As pessoas começaram a denunciar os outros da mesma forma que bebiam água, provando seu civismo e alimentando vinganças pessoais. Esse comportamento levou os franceses a tal ponto que ninguém mais se sentia seguro.
Por fim, Robespierre foi deposto e a Comuna de Paris e o partido jacobino deixaram de existir, a burguesia girondina voltou ao poder e a sociedade parisiense pode, finalmente, se reencontrar com a liberdade.
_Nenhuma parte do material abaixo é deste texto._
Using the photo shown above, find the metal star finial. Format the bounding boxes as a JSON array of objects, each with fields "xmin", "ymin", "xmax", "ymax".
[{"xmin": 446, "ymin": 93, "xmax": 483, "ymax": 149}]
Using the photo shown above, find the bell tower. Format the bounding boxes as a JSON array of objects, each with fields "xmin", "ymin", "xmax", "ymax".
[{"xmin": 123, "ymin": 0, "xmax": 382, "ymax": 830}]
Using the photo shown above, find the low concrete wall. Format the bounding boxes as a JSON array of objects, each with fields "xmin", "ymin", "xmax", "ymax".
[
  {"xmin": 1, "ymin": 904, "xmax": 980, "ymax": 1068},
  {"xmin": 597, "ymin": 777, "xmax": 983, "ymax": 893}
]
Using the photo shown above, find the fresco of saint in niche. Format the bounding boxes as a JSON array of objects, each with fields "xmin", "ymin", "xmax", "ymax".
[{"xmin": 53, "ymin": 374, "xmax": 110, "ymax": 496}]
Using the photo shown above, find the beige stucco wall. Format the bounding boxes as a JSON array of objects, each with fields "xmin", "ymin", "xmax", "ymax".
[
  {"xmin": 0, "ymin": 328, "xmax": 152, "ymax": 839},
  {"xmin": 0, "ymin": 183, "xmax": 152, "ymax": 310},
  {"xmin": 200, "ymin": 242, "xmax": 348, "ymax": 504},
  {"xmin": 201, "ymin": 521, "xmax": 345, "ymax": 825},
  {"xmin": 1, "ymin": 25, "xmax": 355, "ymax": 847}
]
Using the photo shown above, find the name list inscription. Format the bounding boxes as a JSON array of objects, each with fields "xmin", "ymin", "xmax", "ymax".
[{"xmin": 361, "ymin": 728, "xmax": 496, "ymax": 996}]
Já que falamos dos franceses, vamos falar um pouco de Brasil também.
Alguém aqui é capaz de esquecer Joaquim Silvério dos Reis? Não.
Para o traidor da Inconfidência Mineira, a deslealdade era um moeda de um lado só, esse foi seu maior erro. Após a delação de Joaquim José da Silva Xavier, conhecido como Tiradentes, sua vida mergulhou em desventuras, sofrimento e solidão.
Joaquim Silvério dos Reis era um homem sem prestígio, quando resolveu entrar no movimento da Inconfidência Mineira para se inserir no meio político dos grandes figurões. Pelo mesmo motivo ele traiu seus companheiros. Tendo acesso a informações privilegiadas, aproveitou-se disso para entregar o líder dos inconfidentes, Tiradentes, que foi enforcado em praça pública.
Considerado como delator por toda a sociedade e, inclusive, por aqueles a quem queria agradar, Joaquim Silvério dos Reis foi preso, perseguido, humilhado e ainda teve seus bens confiscado.
A justiça dessa vez nem se quer tardou, Tiradentes e sua turma foram vingados, e ainda ganharam um feriado.
E quem diria que a famosa delação também teve seu destaque em Hollywood, bem no meio do cinema americano.
A euforia pós Segunda Guerra Mundial contaminou o cinema americano. Com o início da Guerra Fria, tinha início uma época de repressão a todos que tiveram um passado de militância na esquerda.
Um clima de extrema ansiedade tomou conta de Hollywood, que passava a ser conhecida como um foco do comunismo. Isso se deve ao fato de muitos cineastas e artistas terem se declarado simpatizantes do movimento comunista nos anos 30. O FBI acreditava que Hollywood tinha 300 filiados ao PC e 2 mil simpatizantes.
Gary Gopper, Robert Taylor e Walt Disney tiveram que responder a pergunta: "Você é ou já foi membro do partido comunista?".
Sob pressão, alguns caíram na armadilha da delação. Entre eles, o caso mais famoso foi o de Elia Kazan, que denunciou muitos de seus antigos colegas.
Essa política do terror levou vários cineastas ao exílio. Chaplin, por exemplo, emigrou para Suíça.
Só a partir da década de 60 as coisas foram voltando a normal e Holywood pode voltar a respirar com tranquilidade.